Scientific Approaches to Accomplish Our Mission at the RIPLRT Institute
Exposure Science
As stated by the US National Academies of Science in the book Exposure Science in the 21st Century: A Vision and a Strategy, exposure science (with regards to human beings) links the a) origin of the pollutant and its concentration from a giving source, b) the human behavior during or as result of the exposure, c) the interaction between the pollutant and the human subject, and d) the outcome of this interaction.
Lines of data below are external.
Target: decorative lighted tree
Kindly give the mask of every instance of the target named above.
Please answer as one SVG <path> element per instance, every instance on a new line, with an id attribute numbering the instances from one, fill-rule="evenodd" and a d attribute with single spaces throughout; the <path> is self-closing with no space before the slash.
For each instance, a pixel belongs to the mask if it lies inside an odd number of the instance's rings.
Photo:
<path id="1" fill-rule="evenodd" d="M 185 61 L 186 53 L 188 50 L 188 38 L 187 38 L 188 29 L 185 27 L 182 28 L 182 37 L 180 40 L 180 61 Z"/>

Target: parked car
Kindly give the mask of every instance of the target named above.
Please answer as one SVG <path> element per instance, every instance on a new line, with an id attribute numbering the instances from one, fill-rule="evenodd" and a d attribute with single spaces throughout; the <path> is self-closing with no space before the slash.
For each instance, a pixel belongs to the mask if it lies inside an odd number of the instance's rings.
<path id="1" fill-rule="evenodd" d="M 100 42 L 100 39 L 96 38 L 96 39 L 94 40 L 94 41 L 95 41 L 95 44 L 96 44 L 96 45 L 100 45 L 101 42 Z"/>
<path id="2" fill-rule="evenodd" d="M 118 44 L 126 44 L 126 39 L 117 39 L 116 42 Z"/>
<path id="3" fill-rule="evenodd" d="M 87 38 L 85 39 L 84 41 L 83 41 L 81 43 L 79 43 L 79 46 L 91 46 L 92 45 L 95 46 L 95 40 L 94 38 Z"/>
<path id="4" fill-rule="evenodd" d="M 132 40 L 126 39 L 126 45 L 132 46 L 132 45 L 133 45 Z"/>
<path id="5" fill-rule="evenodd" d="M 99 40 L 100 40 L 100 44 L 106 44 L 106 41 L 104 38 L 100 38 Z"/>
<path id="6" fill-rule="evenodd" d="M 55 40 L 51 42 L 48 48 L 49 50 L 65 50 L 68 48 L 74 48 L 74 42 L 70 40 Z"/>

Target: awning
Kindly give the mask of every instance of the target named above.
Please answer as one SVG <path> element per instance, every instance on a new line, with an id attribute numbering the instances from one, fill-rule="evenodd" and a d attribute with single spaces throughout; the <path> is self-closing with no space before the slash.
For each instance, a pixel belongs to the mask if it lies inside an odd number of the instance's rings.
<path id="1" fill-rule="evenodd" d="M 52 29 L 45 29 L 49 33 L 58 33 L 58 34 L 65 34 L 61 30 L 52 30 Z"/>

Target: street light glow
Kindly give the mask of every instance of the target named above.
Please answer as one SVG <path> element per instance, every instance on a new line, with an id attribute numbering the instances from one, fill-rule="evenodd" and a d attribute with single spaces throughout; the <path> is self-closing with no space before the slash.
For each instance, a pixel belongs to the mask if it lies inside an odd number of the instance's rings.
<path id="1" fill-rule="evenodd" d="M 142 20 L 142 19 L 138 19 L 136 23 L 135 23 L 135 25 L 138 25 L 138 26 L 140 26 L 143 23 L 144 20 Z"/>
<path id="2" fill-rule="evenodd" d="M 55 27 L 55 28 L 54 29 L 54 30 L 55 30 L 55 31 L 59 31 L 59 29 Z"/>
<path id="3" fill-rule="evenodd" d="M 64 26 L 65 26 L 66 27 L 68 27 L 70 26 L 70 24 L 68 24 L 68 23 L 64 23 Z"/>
Depending on the nature of the question we want to address, and the project (often in a collaborative manner) in which we engage, we often address two or more of the concepts of exposure science
Human-Based Immunotoxicology
To align our findings of biomarker profiles in response to environmental pollutants, we employ human-based immunological approaches (see the red arrow in the image). Our PI and mentor (Dr. Rivera-Mariani) has a long track of expanding the utility of immunological approaches into new areas of research as evidenced here
Computational Data Science and Data Management
It is a difficult case for science when there are relevant findings, but the statistical approaches are not reproducible. In RIPLRT, we employ R, Python, and Matlab to make our data science reproducible. We also make our data science scripts, and often our raw data, available in online repositories such as Github, the Open Science Framework, FigShare, or Zenodo.